Beating the Post-Holiday Blahs

By Lindsey Townsend

We had a long-standing tradition in our house for the holidays. Every Christmas, after the last gift was finally opened and the living room was a sea of crumpled wrapping paper, my father would survey the room, lean back in his recliner, and dourly proclaim, “Well, that’s it for another year.”

So what do you do with the kids when it’s all over except for the credit card bills? There’s nothing worse than hearing the “Mom, I’m bored” whine after you’ve spent hundreds of dollars on new toys. Here are a few suggestions to keep your kids occupied without doing further damage after the Rudolph, Santa and the elves have headed back to the North Pole:

  • Get up early one weekend morning and visit your local Farmer’s Market. Encourage your children to sample new foods and discover new favorites.

  • Ask the kids to trace each other with large sheets of paper or newspaper, then hang the full-size drawings in the hall for a family portrait gallery.

  • After Christmas, encourage the kids to take one of their favorite gifts and write and perform a short play about it (i.e., a train that comes to life and takes people wherever they want to go).

  • Make “Look at Me” books with small inexpensive photo albums, available at dollar stores. Pick out some baby photos (photocopies work, too) and glue them to a page. Together with your child, write the story. Let you child tell you how to fill in the blanks. (Example: When I was a baby, I could crawl, but now I can run and jump).

  • Schedule a special theme night for your child and his or her friends, like a game night, movie night, or slumber party night (everyone watches a movie in a sleeping bag with popcorn).

  • Plan an outing for a factory tour like a crayon or bread factory. They’re usually free or a nominal fee, and they offer an educational peek into the world of how things are made.

  • Take advantage of dollar matinees. Great rates are usually available on weekends before noon and weekdays before 6:00 p.m.

  • Make a family tree. Glue snapshots or photocopies of family members onto juice can lids, then glue magnets on the back. Stick them on the refrigerator while you talk about all the people in your extended family: uncles, aunts, cousins, grandparents, etc.

  • Save the large cardboard boxes from gifts and let your kids use them to draw on. They can also be used to construct trains, cars or houses. Encourage your kids to use their creativity and decorate them with markers and construction paper.

  • Ask your kids to pick out a few toys they no longer play with and make a family trip to donate them to a local children’s home or charity.

  • Bundle up and go for a walk in the woods to look for birds and small animals.

  • Ask your child to draw members of the family, including him or herself. If they’re old enough, they can add a description of each person. For younger kids, ask them to describe what’s in the picture and write it down for them.

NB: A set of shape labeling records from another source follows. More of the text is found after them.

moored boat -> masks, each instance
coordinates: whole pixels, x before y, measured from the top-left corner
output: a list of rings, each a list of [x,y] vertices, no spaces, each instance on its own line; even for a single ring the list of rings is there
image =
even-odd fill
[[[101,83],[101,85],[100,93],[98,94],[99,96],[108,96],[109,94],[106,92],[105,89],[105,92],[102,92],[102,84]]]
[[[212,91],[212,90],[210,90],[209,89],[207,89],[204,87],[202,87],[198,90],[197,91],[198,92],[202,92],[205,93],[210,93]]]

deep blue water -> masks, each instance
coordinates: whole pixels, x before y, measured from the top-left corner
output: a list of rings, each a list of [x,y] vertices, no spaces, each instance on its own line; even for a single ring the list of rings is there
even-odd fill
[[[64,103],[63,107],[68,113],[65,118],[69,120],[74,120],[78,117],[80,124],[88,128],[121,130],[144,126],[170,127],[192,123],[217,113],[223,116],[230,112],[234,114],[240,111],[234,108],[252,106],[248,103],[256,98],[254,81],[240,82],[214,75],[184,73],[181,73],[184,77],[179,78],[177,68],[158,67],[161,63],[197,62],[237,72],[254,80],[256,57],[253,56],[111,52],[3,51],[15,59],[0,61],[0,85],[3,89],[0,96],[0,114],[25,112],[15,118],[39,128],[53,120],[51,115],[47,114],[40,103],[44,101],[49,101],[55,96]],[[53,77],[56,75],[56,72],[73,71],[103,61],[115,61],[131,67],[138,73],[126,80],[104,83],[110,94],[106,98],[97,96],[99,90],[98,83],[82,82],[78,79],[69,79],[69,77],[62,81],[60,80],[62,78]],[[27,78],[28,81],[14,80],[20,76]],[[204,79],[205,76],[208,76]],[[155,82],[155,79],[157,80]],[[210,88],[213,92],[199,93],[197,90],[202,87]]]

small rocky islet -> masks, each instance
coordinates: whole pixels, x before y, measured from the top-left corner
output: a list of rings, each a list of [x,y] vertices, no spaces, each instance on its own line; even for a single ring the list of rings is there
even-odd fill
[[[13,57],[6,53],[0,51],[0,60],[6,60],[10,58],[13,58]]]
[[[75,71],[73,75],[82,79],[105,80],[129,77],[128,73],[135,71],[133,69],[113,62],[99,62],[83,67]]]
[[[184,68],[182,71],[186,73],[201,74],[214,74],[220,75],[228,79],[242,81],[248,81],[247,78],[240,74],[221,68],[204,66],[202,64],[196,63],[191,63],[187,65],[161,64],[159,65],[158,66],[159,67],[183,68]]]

  • Visit a park with playgrounds, open fields, basketball courts and tennis courts.

  • Go for a neighborhood walk--with a twist. For a color walk, let your child pick a color like yellow. Then go out and see how many yellows you can find. For a counting walk, choose an object like a door and see how many you can count. Or do a finding walk and make a list of things to collect while you’re out: a brown leaf, a shiny rock, a big stick.

  • Visit a beach or a lake and take a cold-weather hike.

  • Have a treasure hunt. Go out and hide several inexpensive prizes around your neighborhood, then give each child a list of things to find.

  • Use coupons for miniature golf, bowling, restaurants or video rentals.

  • Make a map of your neighborhood. Give your child a paper pad and marker. Start the map by drawing the door where you left. Once outdoors, ask them to mark landmarks that they see on their map: a tree, a mailbox, a street sign. Then walk the route backward, reading it as you go.

  • Attend plays at local theaters, which are much less expensive than more large-scale productions.
  • Leave things a little better than you found them. Explain to your kids that taking care of the world doesn’t stop at the front door. On your next walk, bring some plastic bags along. When you find trash along the way, pick it up.

  • Play board games with friends.

  • Throw a potluck party and have every child bring a food item.

  • Have a pet party. If you don’t have any pets, use a bear or a doll as the guest of honor. Let your kids direct as much as possible-who will be invited, whether you make invitations, what kind of food you’ll need, etc.

  • Visit zoos and museums. Cold weather tends to bring out the animals, and once the summertime crowds are gone, you practically have the place to yourself.